The auto mechanic co-op is just one of 10 apprenticeship programs that JCPS will launch this year in a broad scope of fields, ranging from early childcare and graphic design to information technology and culinary arts.
In fact, “JCPS is offering registered apprenticeships in more industry sectors than any other program sponsor in Kentucky,” according to Diana Jarboe, registered apprenticeship program coordinator with the Kentucky Education and Workforce Development Cabinet.
The apprenticeships will give students an opportunity to ‘earn as they learn,’ and offer JCPS the chance to develop and hire home-grown talent.
“The talent we’re seeing in our kids is incredible,” said Christy Rogers, JCPS assistant superintendent of transition readiness. “We have a tremendous opportunity to not only reinforce what they’re learning in the classroom with actual hands-on experience, but we can benefit by preparing our own future employees to succeed by training them in the settings they’ll be working under.”
Apprenticeships are one of the core tenets of the JCPS Academies of Louisville initiative, offering students the chance to earn money while they gain vital industry-specific experience.
The move underscores the importance of apprenticeship programs to businesses, which depend on the continued development of workers adept in increasingly technical and high-skilled fields. Employers not only gain experienced workers who are trained to industry and employer-specific quality standards; professional apprenticeship training also reduces turnover, increases productivity and lowers job training costs. Businesses across the country are highlighting the impact of apprenticeship programs as part of National Apprenticeship Week, which runs through Nov. 18.
Randy Frantz, director of transportation for JCPS, said auto mechanics are in high demand, and, with an unemployment rate around 4 percent, it’s difficult to find trained and certified mechanics.
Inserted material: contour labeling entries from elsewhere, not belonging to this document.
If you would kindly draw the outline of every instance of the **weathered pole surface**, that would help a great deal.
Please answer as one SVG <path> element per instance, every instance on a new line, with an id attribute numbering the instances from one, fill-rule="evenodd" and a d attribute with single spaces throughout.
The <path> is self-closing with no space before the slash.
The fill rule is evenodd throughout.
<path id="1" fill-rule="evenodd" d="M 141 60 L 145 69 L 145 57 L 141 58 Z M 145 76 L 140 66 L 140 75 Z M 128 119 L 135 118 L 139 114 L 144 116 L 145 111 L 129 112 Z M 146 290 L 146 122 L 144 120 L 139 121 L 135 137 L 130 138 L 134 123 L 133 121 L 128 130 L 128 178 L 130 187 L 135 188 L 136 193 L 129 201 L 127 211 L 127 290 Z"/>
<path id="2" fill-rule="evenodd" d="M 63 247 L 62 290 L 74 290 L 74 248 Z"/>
“Hopefully, we’re producing a pipeline for future mechanics,” he said. “And at the end of the co-op, they may just decide to make a career out of being a JCPS mechanic.”
It’s a similar goal in the area of early childhood, where there’s a shortage of highly skilled, qualified educators, according to coordinator Stephanie Johnson. The apprenticeships will lessen the impact of vacancies in the district while allowing students to work with mentors and gain hands-on experience.
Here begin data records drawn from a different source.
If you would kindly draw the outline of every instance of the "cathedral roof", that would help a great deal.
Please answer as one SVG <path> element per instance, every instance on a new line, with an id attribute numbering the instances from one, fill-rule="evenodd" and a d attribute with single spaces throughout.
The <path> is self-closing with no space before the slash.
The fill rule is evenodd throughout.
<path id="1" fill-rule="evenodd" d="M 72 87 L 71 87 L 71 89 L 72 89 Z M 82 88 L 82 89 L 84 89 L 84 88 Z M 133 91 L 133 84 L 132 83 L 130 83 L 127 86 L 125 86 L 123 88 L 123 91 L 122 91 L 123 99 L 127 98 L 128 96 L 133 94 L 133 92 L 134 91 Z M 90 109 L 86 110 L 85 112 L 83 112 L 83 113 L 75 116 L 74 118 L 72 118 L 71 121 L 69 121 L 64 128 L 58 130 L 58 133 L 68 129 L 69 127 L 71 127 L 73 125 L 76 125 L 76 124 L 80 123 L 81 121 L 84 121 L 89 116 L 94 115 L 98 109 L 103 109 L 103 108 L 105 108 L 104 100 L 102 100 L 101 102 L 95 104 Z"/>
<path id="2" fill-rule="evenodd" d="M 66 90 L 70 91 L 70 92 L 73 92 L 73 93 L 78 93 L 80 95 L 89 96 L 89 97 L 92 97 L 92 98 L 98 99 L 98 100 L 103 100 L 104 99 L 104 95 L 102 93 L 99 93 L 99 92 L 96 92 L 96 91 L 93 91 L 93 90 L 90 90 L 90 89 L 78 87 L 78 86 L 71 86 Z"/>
“Our hope is to grow our own employees and resolve our own staffing issues through the utilization of our students while they’re in high school,” she said. “And when they graduate, they’ll have the skills necessary to seek gainful employment, and maybe they’ll stay with JCPS.”
John Owen, an automotive instructor at Southern High School, said the apprenticeship opportunities bring real meaning to what students have learned in the classroom. “They’ll be working with an employer who is continually educating these kids; they’re going to grow leaps and bounds,” he said.
The pay may be what entices them, he said, but the practical experience is just as valuable. “An apprenticeship is the end of that long four-year process, where everything comes to fruition. I think it matures them a bit.”
Perhaps most significantly, the students themselves see the benefit of an apprenticeship program. “The students talk about what a great opportunity this is,” said James McCabe, the talent development academy coach at Southern. “This is a success because I know it can lead to a career job for our kids. They could literally work for JCPS if that’s what they want to do.”